Reviewed by GreigMcGill
This book, by Dave Taylor, is an excellent and comprehensive explanation of shell scripting through the medium of existing scripts written by the author. The reader is introduced to the basics, and then dropped straight in, with working scripts that are analysed line by line, and then modified for extra functionality.
Each script is presented in a really "wicked cool" way, where first the concept is discussed, then the code is presented. The "How It Works" section explains every new function in the script, and the "Hacking the Script" section discusses how one could modify the script. This is all done in a straightforward and down to earth manner. Taylor is clearly skilled at presenting what can be quite advanced concepts to complete beginners.

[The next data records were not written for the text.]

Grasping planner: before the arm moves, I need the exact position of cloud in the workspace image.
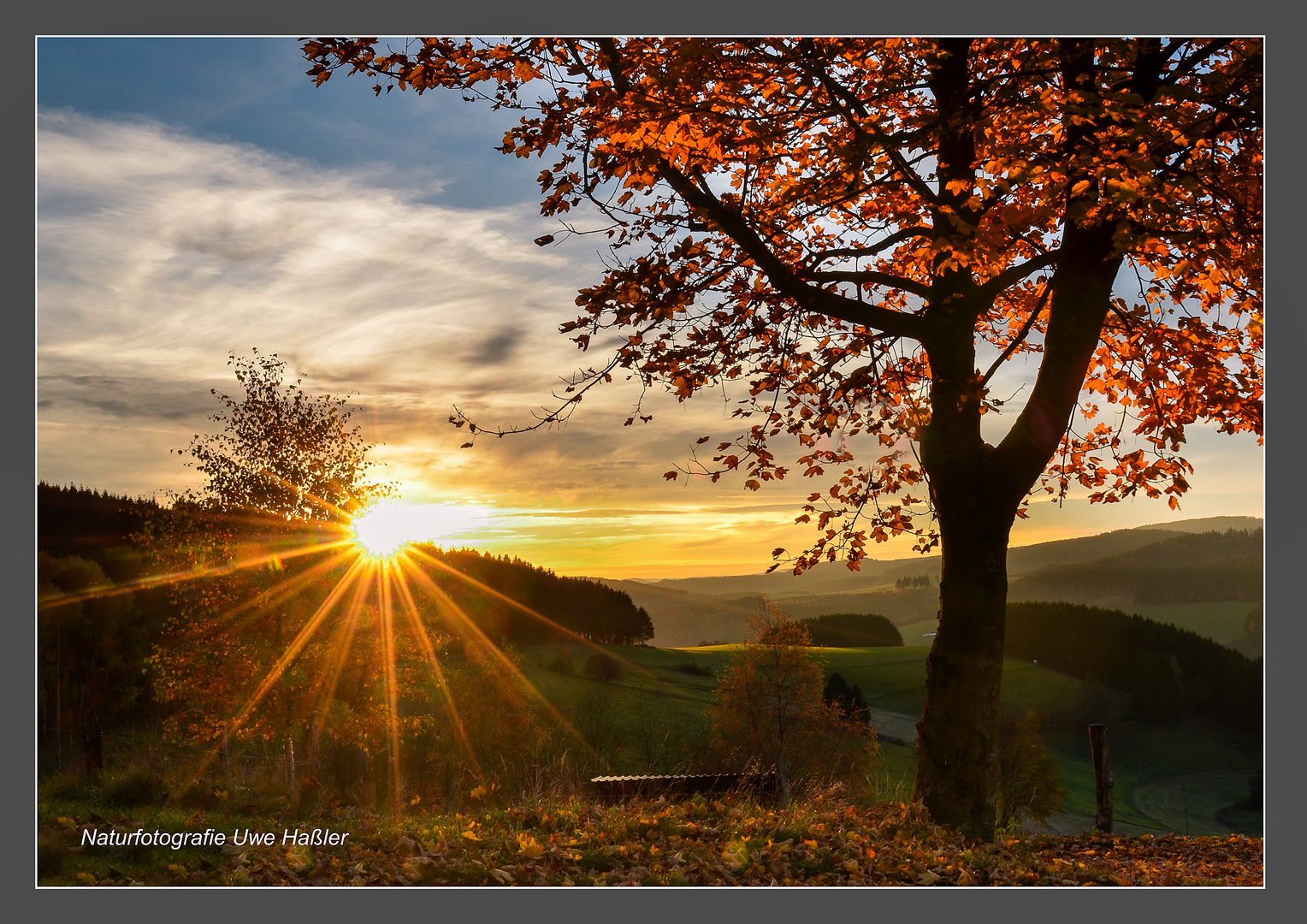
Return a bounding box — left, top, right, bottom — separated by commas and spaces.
38, 110, 1260, 574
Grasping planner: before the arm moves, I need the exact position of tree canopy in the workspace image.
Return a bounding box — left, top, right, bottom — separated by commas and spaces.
178, 350, 393, 523
305, 38, 1262, 567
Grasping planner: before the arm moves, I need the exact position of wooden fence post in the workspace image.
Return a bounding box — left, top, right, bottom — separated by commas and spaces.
777, 754, 790, 808
1089, 726, 1112, 834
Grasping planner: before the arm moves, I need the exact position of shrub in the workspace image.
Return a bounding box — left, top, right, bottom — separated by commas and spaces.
998, 709, 1067, 827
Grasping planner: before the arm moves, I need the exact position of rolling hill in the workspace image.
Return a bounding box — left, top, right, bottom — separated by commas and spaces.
604, 516, 1263, 654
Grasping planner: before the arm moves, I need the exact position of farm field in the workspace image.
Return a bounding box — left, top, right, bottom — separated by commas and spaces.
1126, 600, 1256, 644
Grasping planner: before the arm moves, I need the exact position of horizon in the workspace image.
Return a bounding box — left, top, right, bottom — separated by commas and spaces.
37, 39, 1265, 579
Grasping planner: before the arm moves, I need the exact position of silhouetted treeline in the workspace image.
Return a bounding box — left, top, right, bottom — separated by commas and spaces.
1008, 530, 1263, 604
423, 547, 654, 644
1004, 602, 1262, 729
799, 613, 903, 649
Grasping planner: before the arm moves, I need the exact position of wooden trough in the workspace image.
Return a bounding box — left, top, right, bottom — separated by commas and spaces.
589, 770, 777, 803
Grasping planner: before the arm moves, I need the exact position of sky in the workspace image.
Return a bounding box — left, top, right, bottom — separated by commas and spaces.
35, 38, 1263, 578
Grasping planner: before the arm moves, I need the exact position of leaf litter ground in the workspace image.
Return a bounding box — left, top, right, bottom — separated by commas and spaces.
53, 798, 1263, 886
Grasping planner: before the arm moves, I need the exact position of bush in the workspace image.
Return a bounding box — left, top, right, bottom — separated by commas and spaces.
998, 709, 1067, 827
821, 674, 872, 726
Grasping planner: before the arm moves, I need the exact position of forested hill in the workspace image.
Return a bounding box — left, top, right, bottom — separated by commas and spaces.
418, 545, 654, 644
1008, 530, 1263, 605
37, 481, 158, 558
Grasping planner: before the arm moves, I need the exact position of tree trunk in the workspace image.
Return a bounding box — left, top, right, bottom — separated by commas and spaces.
914, 490, 1015, 840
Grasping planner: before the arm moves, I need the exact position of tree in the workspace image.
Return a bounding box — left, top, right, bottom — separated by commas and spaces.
713, 597, 877, 794
821, 673, 872, 724
176, 350, 394, 523
998, 709, 1067, 827
303, 38, 1263, 838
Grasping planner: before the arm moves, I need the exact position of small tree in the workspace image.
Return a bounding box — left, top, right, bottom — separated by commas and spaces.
713, 597, 877, 779
821, 674, 872, 724
998, 709, 1067, 827
175, 349, 394, 522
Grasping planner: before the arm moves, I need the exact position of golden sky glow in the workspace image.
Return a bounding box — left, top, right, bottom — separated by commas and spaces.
38, 111, 1263, 578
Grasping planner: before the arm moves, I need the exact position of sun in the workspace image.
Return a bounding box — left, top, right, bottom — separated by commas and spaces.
354, 506, 411, 558
354, 505, 485, 558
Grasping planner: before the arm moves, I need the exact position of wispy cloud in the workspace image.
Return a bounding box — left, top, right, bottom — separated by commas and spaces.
38, 110, 1260, 575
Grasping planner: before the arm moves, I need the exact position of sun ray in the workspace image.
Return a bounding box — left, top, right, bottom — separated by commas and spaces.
186, 549, 357, 648
400, 545, 655, 679
38, 538, 353, 609
312, 558, 376, 763
392, 556, 589, 748
394, 560, 482, 779
379, 560, 403, 818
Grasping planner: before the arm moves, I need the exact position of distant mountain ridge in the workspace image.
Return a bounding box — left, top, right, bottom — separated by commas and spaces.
590, 516, 1263, 647
624, 516, 1263, 600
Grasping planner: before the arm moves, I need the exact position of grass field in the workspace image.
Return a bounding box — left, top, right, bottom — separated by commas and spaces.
522, 640, 1262, 835
1124, 600, 1256, 644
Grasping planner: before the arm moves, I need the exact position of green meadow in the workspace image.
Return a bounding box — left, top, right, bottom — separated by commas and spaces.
520, 643, 1263, 835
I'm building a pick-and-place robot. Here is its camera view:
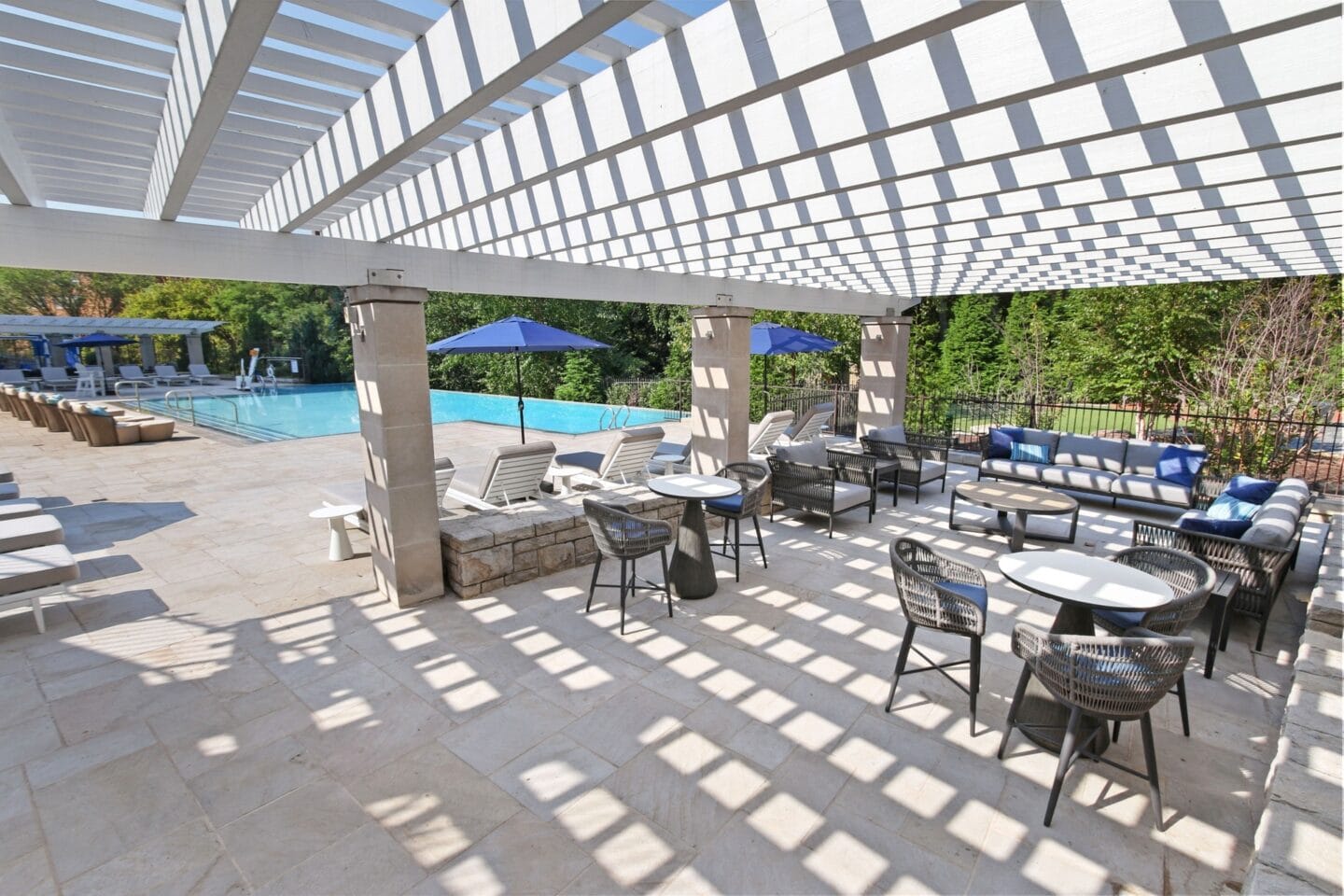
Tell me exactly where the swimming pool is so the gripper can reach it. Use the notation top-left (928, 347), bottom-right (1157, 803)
top-left (144, 383), bottom-right (681, 442)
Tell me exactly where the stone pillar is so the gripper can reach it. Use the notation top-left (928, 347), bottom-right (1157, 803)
top-left (187, 336), bottom-right (205, 364)
top-left (691, 305), bottom-right (751, 473)
top-left (140, 336), bottom-right (159, 373)
top-left (858, 315), bottom-right (910, 435)
top-left (345, 270), bottom-right (443, 608)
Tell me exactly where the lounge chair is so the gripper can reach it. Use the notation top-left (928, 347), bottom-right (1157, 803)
top-left (0, 544), bottom-right (79, 631)
top-left (42, 367), bottom-right (76, 388)
top-left (555, 426), bottom-right (664, 486)
top-left (748, 411), bottom-right (793, 461)
top-left (187, 364), bottom-right (223, 385)
top-left (443, 442), bottom-right (555, 511)
top-left (784, 401), bottom-right (836, 444)
top-left (155, 364), bottom-right (192, 385)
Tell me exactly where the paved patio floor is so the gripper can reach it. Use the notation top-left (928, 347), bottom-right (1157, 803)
top-left (0, 416), bottom-right (1320, 896)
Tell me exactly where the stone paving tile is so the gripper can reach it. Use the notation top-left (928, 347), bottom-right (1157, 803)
top-left (0, 419), bottom-right (1322, 896)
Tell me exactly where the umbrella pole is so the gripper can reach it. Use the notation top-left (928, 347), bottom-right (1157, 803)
top-left (513, 352), bottom-right (526, 444)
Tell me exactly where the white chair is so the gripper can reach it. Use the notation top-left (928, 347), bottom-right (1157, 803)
top-left (436, 442), bottom-right (555, 511)
top-left (555, 426), bottom-right (663, 486)
top-left (748, 411), bottom-right (793, 461)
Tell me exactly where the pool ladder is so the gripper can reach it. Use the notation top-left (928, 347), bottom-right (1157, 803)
top-left (596, 404), bottom-right (635, 430)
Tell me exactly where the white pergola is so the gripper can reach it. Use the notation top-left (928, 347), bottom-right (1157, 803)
top-left (0, 0), bottom-right (1341, 306)
top-left (0, 0), bottom-right (1341, 603)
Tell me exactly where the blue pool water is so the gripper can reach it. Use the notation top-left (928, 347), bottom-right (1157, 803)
top-left (144, 383), bottom-right (680, 442)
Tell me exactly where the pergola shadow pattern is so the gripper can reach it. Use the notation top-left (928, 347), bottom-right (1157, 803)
top-left (0, 427), bottom-right (1323, 893)
top-left (0, 0), bottom-right (1341, 308)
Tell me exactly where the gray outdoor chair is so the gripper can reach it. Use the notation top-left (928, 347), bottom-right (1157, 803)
top-left (583, 498), bottom-right (672, 634)
top-left (999, 622), bottom-right (1195, 830)
top-left (1093, 547), bottom-right (1218, 737)
top-left (886, 539), bottom-right (989, 736)
top-left (705, 461), bottom-right (770, 581)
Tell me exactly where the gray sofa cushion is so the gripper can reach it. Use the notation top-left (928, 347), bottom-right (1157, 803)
top-left (980, 456), bottom-right (1045, 483)
top-left (1110, 473), bottom-right (1192, 507)
top-left (834, 483), bottom-right (873, 513)
top-left (1041, 466), bottom-right (1120, 495)
top-left (1055, 434), bottom-right (1125, 473)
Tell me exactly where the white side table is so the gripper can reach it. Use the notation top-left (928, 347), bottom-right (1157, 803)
top-left (308, 504), bottom-right (364, 560)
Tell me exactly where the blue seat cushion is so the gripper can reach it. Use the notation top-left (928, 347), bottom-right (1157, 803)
top-left (938, 581), bottom-right (989, 612)
top-left (1093, 609), bottom-right (1143, 631)
top-left (705, 495), bottom-right (742, 513)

There are eleven chapters in the book which cover many "sampler" areas where shell scripting can make life easier. It discusses the concept of building scripts as functions and including them in a code library which can be "sourced" in all your shell scripts for easy access. There is good coverage of Mac OSX, although not being a Mac user, I can't comment on how well the Mac is adressed, merely that it is referenced at great frequency. The scripts themselves are as shell-agnostic as possible, and Taylor tries to point out wherever possible that a function may be shell dependent. He also dedicates a chapter to scripts that "fix" any particular *nix environment to conform to your preferred way of working, thus providing a uniform experience across any *nix you might wish to use.
Now for the nitpicks, which are fairly small. While I found the format of this book to be great, it may not be for everyone. Occasionally one gets the feeling that the book becomes all about the scripts themselves, instead of having the scripts as simple examples with the goal being to teach shell scripting. Of course, that may be the goal - why else include the number of scripts in the book in the title? I'm just unsure whether the book is intended as a script library or as a tutorial. The other very minor complaint is the VERY infrequent lack of explanation of a mentioned concept, such as certain environment variables like $IFS.
A large bouquet though, I didn't notice a single spelling error in reading this book. That seems to be quite rare in this day and age. Well done No Starch!
To summarise, this is an excellent book, with only a couple of tiny niggles which may be down to my personal taste. Get this book if you need to write shell scripts for any reason, ever!